Parece que está bastante claro que Vladimir Putin veía la dependencia de Europa, y de Alemania en particular, del gas natural ruso de la misma manera que los propietarios de esclavos veían la dependencia del Reino Unido del rey algodón: una forma de dependencia económica que obligaría a estas naciones a facilitar sus ambiciones militares.
Putin no andaba equivocado del todo. La semana pasada reproché a Alemania su falta de voluntad para hacer sacrificios económicos por el bien de la libertad de Ucrania. Pero no olvidemos que la respuesta de Alemania a las peticiones por parte de Ucrania de ayuda militar a las puertas de la guerra también fue patética.
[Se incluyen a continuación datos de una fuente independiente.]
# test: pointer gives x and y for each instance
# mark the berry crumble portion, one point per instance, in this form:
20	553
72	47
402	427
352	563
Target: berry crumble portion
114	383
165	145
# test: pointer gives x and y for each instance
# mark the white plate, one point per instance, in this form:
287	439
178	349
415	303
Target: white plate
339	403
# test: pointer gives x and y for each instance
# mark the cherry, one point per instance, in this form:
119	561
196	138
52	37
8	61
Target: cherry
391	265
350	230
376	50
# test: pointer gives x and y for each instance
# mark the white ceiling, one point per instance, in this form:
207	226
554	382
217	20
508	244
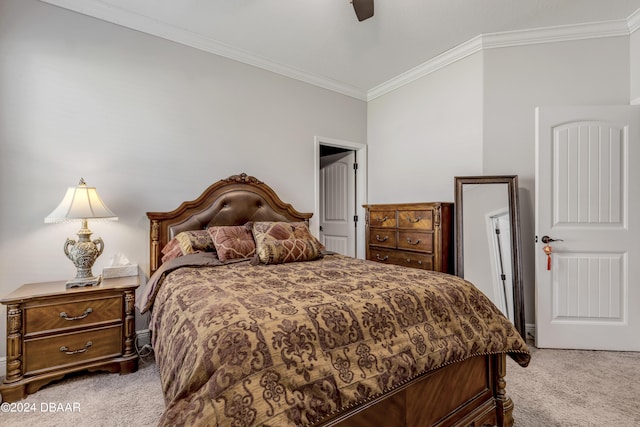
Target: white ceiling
322	42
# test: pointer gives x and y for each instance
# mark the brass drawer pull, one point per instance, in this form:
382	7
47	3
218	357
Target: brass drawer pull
65	316
65	349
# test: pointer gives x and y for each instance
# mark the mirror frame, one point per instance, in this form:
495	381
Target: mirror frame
514	219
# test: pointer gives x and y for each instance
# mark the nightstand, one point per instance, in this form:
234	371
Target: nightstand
53	331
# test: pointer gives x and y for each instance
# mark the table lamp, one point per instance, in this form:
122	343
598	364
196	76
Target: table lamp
82	203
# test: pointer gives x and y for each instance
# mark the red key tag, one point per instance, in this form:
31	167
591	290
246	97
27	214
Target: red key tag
548	250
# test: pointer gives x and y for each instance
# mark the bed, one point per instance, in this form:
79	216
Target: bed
290	334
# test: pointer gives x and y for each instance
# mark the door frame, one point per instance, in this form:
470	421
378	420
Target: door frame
361	185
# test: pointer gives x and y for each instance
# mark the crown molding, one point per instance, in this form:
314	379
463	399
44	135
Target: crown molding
634	21
506	39
131	20
105	12
458	53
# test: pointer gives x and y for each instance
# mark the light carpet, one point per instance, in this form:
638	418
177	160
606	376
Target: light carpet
559	388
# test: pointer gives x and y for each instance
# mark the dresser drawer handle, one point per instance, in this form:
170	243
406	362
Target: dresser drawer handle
65	316
65	349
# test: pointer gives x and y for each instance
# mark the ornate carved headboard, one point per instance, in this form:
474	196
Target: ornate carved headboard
232	201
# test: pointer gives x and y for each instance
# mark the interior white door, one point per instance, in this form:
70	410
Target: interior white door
337	203
587	198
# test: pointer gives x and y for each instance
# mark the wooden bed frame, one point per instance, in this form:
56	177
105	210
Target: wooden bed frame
469	393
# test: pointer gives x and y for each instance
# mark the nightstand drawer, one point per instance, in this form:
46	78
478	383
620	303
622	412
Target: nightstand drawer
72	348
66	315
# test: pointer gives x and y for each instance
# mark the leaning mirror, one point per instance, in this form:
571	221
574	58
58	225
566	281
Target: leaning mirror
487	230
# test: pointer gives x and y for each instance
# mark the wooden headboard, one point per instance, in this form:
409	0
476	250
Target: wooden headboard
232	201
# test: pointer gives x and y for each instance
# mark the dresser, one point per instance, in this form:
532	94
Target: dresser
53	331
418	235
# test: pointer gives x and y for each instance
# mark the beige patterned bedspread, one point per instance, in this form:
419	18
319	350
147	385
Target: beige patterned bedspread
290	344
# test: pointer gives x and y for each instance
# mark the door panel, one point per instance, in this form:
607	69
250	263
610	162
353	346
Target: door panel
337	203
584	296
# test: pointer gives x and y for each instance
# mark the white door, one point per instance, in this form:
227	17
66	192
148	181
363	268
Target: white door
337	203
588	195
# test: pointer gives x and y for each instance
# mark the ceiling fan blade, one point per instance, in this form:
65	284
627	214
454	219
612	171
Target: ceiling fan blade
363	8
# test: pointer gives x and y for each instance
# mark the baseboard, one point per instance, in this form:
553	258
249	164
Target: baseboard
530	331
143	337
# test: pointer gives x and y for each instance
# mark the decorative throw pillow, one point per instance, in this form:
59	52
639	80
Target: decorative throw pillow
188	242
232	241
280	242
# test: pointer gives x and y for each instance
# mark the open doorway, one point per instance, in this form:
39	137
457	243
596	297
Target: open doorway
340	171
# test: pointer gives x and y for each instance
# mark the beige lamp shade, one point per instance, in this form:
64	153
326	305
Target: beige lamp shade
79	203
82	203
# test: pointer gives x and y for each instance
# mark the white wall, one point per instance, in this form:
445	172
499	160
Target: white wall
423	134
634	55
476	117
517	80
148	122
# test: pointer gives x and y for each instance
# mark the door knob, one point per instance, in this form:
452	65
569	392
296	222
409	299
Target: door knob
547	239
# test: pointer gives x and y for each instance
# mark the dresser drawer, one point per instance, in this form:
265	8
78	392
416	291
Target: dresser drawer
382	218
72	348
418	219
415	241
382	237
406	259
65	315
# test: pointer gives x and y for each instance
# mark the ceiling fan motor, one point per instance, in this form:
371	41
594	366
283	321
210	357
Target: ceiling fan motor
363	8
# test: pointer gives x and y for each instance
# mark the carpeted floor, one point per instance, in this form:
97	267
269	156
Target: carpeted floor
559	388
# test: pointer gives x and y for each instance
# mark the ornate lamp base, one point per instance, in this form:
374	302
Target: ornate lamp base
86	281
83	253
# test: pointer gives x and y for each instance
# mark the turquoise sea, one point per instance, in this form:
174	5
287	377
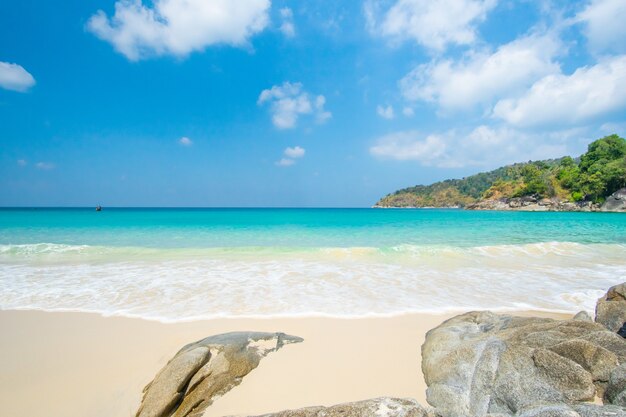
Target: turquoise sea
186	264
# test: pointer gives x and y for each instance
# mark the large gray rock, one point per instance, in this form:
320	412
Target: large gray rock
616	201
480	363
611	308
206	369
379	407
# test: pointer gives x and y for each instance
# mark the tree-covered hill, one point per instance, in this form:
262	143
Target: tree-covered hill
592	177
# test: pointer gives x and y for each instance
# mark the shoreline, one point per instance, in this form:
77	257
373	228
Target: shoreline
77	364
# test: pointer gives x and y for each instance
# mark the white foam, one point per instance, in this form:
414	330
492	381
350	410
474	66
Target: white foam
183	285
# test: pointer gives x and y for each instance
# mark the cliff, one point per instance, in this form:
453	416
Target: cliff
588	183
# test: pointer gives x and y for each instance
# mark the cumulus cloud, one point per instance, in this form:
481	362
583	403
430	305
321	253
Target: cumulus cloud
289	101
480	77
178	27
14	77
287	26
604	25
295	152
558	98
485	146
433	24
185	141
46	166
291	154
385	112
285	162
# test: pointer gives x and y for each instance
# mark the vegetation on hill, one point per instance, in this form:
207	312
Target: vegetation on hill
592	177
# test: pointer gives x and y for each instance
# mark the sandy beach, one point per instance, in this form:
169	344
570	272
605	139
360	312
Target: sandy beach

El Reino Unido y Estados Unidos se apresuraron a proporcionar armas letales, entre ellas centenares de misiles antitanque que fueron cruciales para repeler el ataque ruso a Kiev. Alemania se ofreció y se demoró en entregar… 5.000 cascos.
Y no es difícil suponer que si, por ejemplo, Donald Trump siguiera siendo presidente de Estados Unidos, la apuesta de Putin por el comercio internacional como fuerza de coacción, y no de paz, se habría confirmado.
Si piensan que estoy intentando avergonzar a Alemania para que se convierta en un mejor defensor de la democracia, están en lo cierto. Pero también trato de hacer hincapié en la relación entre la globalización y la guerra, que no es tan simple como mucha gente daba por hecho.
Hace tiempo que las élites occidentales creen que el comercio es bueno para la paz, y viceversa. La prolongada presión de Estados Unidos a favor de la liberalización del comercio, que comenzó incluso antes de la Segunda Guerra Mundial, siempre fue en parte un proyecto político: Cordell Hull, secretario de Estado de Franklin Roosevelt, estaba firmemente convencido de que la reducción de los aranceles y el aumento del comercio internacional contribuirían a sentar las bases para la paz.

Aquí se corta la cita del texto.